El Niño may ease California drought but won’t end water crisis warns fresh water advocate Sharon Kleyne
Grants Pass, OR (PRWEB) July 14, 2015 -- Climatologists are observing a strong “El Niño” building in the Pacific Ocean that could considerably ease California’s extreme four-year drought. However, experts warn California resident not to get their hopes up.* The El Niño could fizzle or its rains could be very warm, with mudslides and flooding instead of mountain snow pack. More important, according to fresh water advocate and radio host Sharon Kleyne, without a massive push towards water recycling, ending the drought will not solve the state’s ongoing water crisis.
- “El Niño could be one of strongest in past 50 years,” Norwalk Reflector, July 13, 2015
http://www.norwalkreflector.com
Kleyne will discuss the California drought, El Niño and water recycling on her Sharon Kleyne Hour™ Power of Water® radio broadcast of July 20, 2015. For the live show or a podcast, go to http://www.SharonKleyneHour.com.
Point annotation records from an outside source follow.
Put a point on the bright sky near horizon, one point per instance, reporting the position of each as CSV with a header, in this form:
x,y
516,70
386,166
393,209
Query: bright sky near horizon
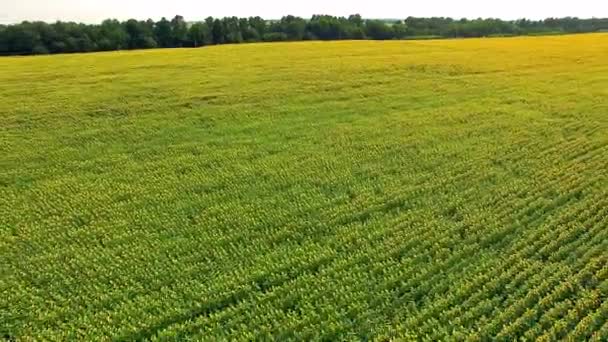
x,y
94,11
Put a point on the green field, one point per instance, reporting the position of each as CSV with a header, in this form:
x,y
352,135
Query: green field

The syndicated radio show, hosted by Kleyne, is heard weekly on VoiceAmerica and Apple iTunes. The education-oriented show is sponsored by Bio-Logic Aqua® Research, which was founded by Kleyne and specializes in fresh water, the atmosphere, accelerated moisture evaporation and dehydration. Nature’s Tears® EyeMist® for dry eyes is the Research Center’s signature product.
El Niño, according to Kleyne, is a warming of water currents in the central and eastern Pacific that produces heavy but warm rains in the Western United States. While the currently building El Niño appears to be among the strongest is 50 years, it could weaken. Even if it doesn’t, there’s no way of telling how much rain – and how much snow pack – will be produced or what the distribution pattern will be. The ideal scenario would be for El Niño to combine with an “Arctic Express” of frigid air from Alaska.
According to Kleyne, even the best scenario would not end California’s drought or its ongoing water crisis. The current water deficit is just too great.
Drought or no drought, Kleyne believes, given California’s large population and huge agricultural industry, the only long-term solution is massively increased water recycling combined with increased water conservation and capture.
The good news, Kleyne contends, is that even if the drought persists, there could be abundant water for drinking, manufacture and agriculture – provided the same water is used over and over.
Kleyne compares the water allocation system in California - and most other places - to buying a new care every time the old one runs out of gas. In much of California (but not all), when one takes a bath, the used sewage water is unceremoniously dumped into the ocean. This makes it necessary to import another bathtub of water – at great expense – from Washington, Canada or Colorado.
By cleaning and reusing the original bath water, far less water is required to meet the same level of demand. The state of water recycling, Kleyne notes, is becoming much more efficient and far less costly. In California Water Districts such as Orange and San Diego Counties, used water is recycled to drinkable standards mostly to avoid polluting the places where treated water is discharged, whether the ocean, a reservoir, a river, or into the ground.
The ideal water recycling model, according to Kleyne, is Earth’s hydrological cycle. Every drop of precipitation that falls is stored on the surface, in the ground, in the ocean, or as water vapor in the atmosphere. Eventually, through evaporation, water is returned to the atmosphere as vapor, collected into clouds and falls back to the surface.
The key to Earth’s recycling model, Kleyne explains, is the atmospheric water vapor that feeds the clouds, prevents the surface from completely dying up, moderates temperatures (water vapor is by far the most abundant greenhouse gas) and keeps humans – and every other Earth organism – alive.
Water evaporating on Mars simply floats off into outer space because there is no cloud ceiling. The same could happen on Earth, Kleyne warns, noting that global air pollution has the potential to seriously interfere with Earth’s life-giving hydrological cycle.